Rating: ** ½. Available on DVD and Netflix Streaming.
Amer (2009) Amer is one of the best looking bad movies I’ve ever seen – a movie only a film student could love. This interesting to look at but ultimately vapid French thriller emulates the Italian giallo style, replete with artsy camerawork and weird music that emphasizes mood over substance. The film’s structure can be divided into three parts, as it follows the central female protagonist as a child, adolescent and adult, along with her connection to a creepy house.
Writer/directors Hélène Cattet and Bruno Forzani seem to confuse innovation with irritation, in their efforts to convey a dreamlike state throughout Amer. To say that the dialogue is spare would be an understatement. The characters avoid opening their mouths, as if speaking would cause great pain. The numerous extreme close-ups only serve to distance the viewer, rather than make the film more intimate. The rampant, frequently obvious symbolism is clumsy and laughable.

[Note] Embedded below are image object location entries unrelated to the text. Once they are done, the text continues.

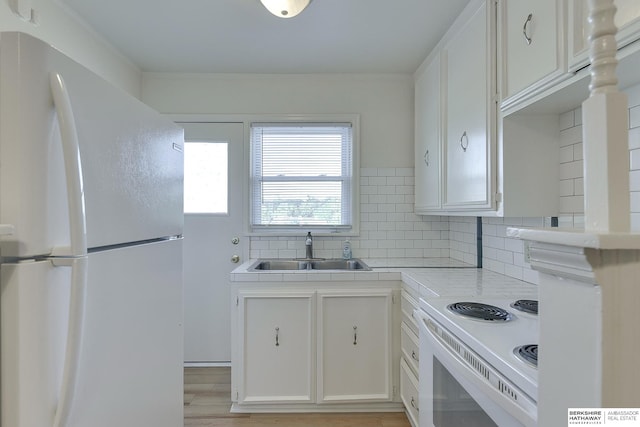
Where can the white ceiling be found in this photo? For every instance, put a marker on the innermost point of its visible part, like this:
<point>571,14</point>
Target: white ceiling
<point>240,36</point>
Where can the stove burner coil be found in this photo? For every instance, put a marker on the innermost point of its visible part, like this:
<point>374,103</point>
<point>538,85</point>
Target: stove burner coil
<point>480,311</point>
<point>526,305</point>
<point>528,353</point>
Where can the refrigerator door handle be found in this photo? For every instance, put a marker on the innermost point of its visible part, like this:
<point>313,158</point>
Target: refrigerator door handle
<point>73,169</point>
<point>79,269</point>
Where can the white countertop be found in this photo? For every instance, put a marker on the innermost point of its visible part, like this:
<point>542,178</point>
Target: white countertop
<point>431,277</point>
<point>471,282</point>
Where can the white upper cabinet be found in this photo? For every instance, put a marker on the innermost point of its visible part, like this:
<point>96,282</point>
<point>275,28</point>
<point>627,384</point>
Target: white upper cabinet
<point>455,118</point>
<point>627,20</point>
<point>469,114</point>
<point>469,160</point>
<point>427,136</point>
<point>532,43</point>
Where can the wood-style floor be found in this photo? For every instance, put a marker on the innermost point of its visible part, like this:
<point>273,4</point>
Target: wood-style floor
<point>207,400</point>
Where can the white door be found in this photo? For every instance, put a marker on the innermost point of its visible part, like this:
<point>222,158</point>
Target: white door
<point>212,236</point>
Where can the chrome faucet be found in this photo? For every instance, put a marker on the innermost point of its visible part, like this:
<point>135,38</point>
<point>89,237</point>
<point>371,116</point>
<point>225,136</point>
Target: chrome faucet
<point>309,244</point>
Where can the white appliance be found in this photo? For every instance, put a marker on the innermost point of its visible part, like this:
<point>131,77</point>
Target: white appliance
<point>470,373</point>
<point>91,273</point>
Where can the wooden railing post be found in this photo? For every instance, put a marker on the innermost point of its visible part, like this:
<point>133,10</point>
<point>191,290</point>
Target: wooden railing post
<point>605,130</point>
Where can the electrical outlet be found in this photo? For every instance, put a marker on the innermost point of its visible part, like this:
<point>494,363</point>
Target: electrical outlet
<point>527,253</point>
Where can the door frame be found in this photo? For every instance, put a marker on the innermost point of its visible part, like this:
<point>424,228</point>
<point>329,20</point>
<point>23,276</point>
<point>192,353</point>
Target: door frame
<point>245,120</point>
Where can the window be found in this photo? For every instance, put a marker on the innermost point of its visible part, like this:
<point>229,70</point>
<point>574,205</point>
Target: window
<point>302,176</point>
<point>205,177</point>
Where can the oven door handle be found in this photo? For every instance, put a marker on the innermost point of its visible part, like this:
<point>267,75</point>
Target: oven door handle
<point>527,417</point>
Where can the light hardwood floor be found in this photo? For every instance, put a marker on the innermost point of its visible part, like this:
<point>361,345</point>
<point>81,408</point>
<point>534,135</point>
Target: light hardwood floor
<point>207,400</point>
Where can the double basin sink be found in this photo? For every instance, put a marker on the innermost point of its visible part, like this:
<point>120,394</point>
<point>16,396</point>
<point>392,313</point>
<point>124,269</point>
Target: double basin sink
<point>353,264</point>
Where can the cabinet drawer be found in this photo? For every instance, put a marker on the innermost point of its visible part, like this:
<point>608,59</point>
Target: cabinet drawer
<point>409,392</point>
<point>410,347</point>
<point>407,305</point>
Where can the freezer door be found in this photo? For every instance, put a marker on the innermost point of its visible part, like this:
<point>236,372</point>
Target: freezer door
<point>131,156</point>
<point>130,370</point>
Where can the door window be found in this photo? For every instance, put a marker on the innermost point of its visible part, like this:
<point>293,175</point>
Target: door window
<point>205,177</point>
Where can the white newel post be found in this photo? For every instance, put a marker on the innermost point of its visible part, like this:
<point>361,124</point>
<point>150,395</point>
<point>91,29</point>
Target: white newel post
<point>605,130</point>
<point>589,288</point>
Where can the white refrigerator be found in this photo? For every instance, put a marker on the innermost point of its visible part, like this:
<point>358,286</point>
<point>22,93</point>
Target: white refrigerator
<point>91,249</point>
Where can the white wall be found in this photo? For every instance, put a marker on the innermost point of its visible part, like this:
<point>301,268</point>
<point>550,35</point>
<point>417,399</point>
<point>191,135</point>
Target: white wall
<point>71,36</point>
<point>388,226</point>
<point>384,102</point>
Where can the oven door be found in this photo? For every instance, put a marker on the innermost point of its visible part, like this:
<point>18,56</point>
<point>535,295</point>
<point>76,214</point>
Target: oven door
<point>452,394</point>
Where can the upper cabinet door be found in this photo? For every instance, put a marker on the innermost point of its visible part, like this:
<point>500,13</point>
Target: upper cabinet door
<point>468,140</point>
<point>532,43</point>
<point>627,20</point>
<point>427,137</point>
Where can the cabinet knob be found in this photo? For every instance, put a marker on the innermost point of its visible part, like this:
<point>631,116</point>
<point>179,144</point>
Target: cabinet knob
<point>525,29</point>
<point>464,141</point>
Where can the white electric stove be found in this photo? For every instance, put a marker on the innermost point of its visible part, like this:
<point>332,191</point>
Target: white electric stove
<point>495,341</point>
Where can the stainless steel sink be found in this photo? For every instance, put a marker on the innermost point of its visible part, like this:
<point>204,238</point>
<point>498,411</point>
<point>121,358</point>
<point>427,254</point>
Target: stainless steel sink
<point>309,264</point>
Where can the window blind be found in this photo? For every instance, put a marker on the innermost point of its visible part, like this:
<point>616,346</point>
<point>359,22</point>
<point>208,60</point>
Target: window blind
<point>301,175</point>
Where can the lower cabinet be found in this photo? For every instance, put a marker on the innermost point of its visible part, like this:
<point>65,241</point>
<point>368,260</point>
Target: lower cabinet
<point>409,392</point>
<point>354,346</point>
<point>410,351</point>
<point>304,349</point>
<point>277,350</point>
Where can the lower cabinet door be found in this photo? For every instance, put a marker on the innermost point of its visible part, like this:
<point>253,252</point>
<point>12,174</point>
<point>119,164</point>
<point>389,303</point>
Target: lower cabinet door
<point>277,348</point>
<point>354,346</point>
<point>409,392</point>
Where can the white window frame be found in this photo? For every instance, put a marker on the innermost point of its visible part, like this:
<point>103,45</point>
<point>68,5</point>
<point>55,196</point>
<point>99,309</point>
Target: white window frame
<point>283,230</point>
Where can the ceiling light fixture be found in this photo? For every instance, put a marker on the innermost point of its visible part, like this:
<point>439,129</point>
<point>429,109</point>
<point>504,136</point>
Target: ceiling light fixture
<point>285,8</point>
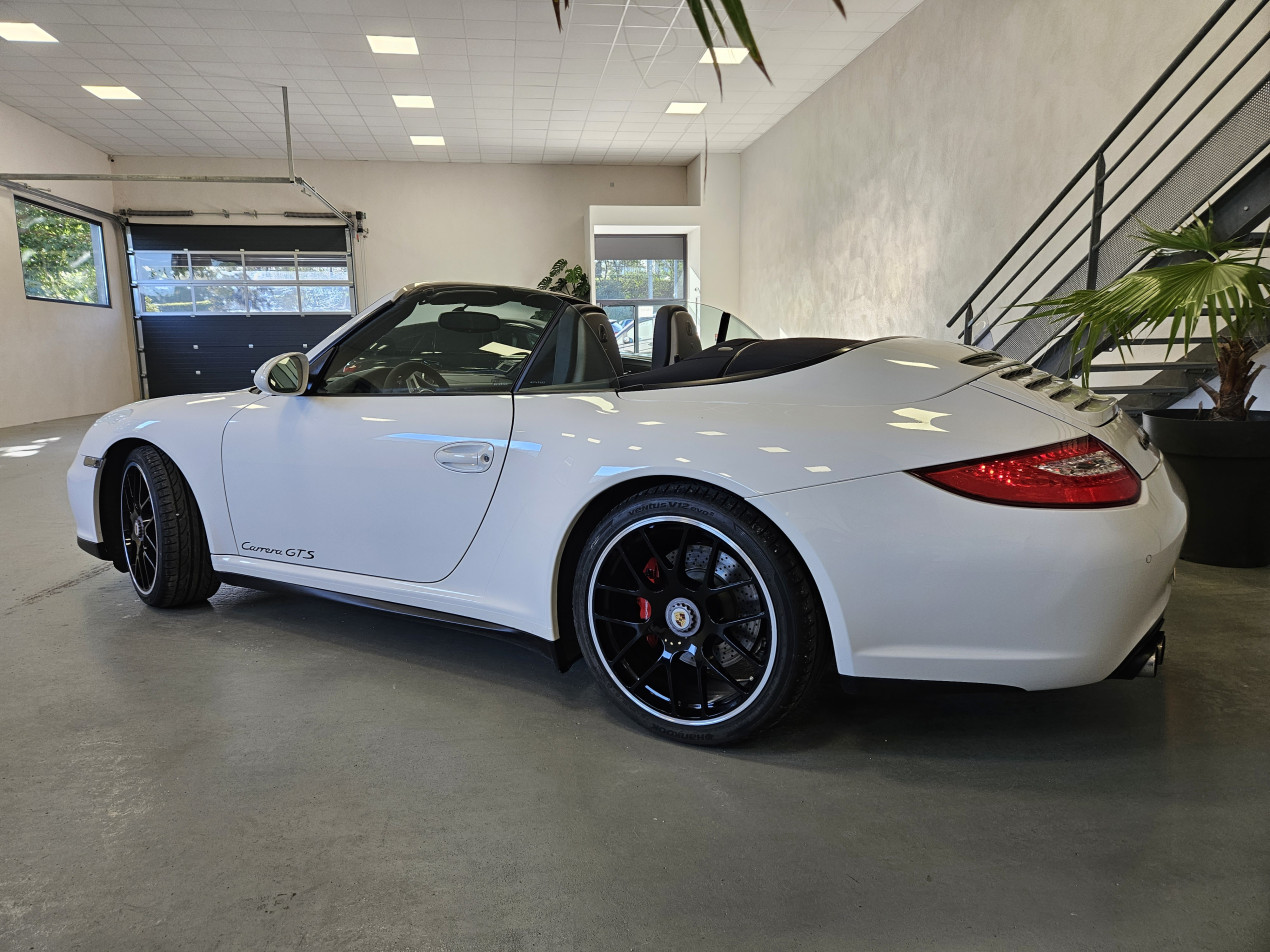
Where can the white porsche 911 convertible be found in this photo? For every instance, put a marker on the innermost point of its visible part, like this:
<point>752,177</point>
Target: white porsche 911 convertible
<point>709,527</point>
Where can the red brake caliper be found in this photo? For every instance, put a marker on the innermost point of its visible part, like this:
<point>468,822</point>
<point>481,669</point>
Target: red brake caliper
<point>645,609</point>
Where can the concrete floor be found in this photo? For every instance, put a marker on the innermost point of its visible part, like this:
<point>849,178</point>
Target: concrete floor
<point>277,772</point>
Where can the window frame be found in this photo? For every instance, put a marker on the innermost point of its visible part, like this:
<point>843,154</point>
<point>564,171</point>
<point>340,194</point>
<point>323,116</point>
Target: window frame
<point>245,283</point>
<point>98,246</point>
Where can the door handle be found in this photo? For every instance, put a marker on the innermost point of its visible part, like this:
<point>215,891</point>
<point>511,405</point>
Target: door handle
<point>473,456</point>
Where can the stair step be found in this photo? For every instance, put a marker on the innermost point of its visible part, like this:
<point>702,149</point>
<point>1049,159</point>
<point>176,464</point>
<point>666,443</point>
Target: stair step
<point>1146,389</point>
<point>1162,366</point>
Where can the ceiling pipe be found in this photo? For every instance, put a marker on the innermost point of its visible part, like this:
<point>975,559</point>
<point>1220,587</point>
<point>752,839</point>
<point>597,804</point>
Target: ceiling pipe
<point>57,199</point>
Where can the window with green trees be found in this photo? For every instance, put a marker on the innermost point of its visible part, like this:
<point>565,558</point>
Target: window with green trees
<point>62,255</point>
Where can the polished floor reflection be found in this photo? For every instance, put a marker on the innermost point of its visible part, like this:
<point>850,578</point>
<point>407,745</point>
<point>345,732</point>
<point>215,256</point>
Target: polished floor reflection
<point>271,771</point>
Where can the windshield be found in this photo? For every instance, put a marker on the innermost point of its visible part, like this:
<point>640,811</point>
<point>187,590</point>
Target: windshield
<point>464,339</point>
<point>633,326</point>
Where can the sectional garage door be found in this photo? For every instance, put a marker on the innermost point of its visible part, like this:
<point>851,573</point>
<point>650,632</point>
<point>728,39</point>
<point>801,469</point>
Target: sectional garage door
<point>215,301</point>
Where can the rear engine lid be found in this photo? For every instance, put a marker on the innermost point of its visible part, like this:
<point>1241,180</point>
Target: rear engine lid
<point>1043,391</point>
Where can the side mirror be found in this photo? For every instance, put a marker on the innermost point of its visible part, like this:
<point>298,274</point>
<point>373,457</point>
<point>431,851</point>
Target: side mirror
<point>283,375</point>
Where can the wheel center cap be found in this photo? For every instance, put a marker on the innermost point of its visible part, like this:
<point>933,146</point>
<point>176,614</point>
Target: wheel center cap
<point>682,617</point>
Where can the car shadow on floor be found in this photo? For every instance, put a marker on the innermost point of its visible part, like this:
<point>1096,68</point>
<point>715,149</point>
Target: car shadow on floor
<point>1100,721</point>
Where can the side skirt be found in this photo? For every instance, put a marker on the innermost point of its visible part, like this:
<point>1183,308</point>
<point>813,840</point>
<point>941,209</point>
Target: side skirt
<point>553,650</point>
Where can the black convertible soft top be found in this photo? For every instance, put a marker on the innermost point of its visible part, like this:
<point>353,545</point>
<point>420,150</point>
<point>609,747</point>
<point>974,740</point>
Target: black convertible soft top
<point>742,358</point>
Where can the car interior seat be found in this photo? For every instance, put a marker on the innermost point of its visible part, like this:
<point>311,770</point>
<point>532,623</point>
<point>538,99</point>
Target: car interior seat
<point>675,335</point>
<point>597,321</point>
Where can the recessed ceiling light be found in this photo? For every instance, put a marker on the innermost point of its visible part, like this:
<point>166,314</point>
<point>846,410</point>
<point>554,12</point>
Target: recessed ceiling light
<point>727,55</point>
<point>393,45</point>
<point>413,102</point>
<point>26,33</point>
<point>112,92</point>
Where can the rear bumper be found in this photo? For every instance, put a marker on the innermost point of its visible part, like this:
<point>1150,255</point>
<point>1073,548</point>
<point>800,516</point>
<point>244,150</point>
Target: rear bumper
<point>1147,655</point>
<point>94,548</point>
<point>921,584</point>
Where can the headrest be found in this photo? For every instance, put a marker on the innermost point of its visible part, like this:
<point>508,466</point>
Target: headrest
<point>675,335</point>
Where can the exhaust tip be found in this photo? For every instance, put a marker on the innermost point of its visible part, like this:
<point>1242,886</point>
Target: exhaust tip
<point>1155,660</point>
<point>1146,658</point>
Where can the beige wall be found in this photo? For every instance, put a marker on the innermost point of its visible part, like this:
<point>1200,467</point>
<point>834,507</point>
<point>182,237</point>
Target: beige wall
<point>428,221</point>
<point>880,202</point>
<point>61,359</point>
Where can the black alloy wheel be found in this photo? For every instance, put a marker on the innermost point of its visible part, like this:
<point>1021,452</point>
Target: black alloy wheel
<point>695,617</point>
<point>161,532</point>
<point>140,532</point>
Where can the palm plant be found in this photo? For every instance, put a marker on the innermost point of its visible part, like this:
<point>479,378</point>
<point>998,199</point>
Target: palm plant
<point>1217,281</point>
<point>570,281</point>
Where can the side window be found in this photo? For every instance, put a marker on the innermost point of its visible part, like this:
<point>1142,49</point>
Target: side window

Amer might have worked better as a short film, but at its present length, it’s an exercise in tedium. All of the characters are deliberately held at arms’ length. As the film wears on, the novelty of their ambiguity just seems grating and pretentious. There are individual scenes that manage to be effective, but it doesn’t add up to much. So, is it a blatant rip-off or loving pastiche of the giallo genre? You decide. I’m bitter.
Rating: **. Available on DVD and Blu-ray.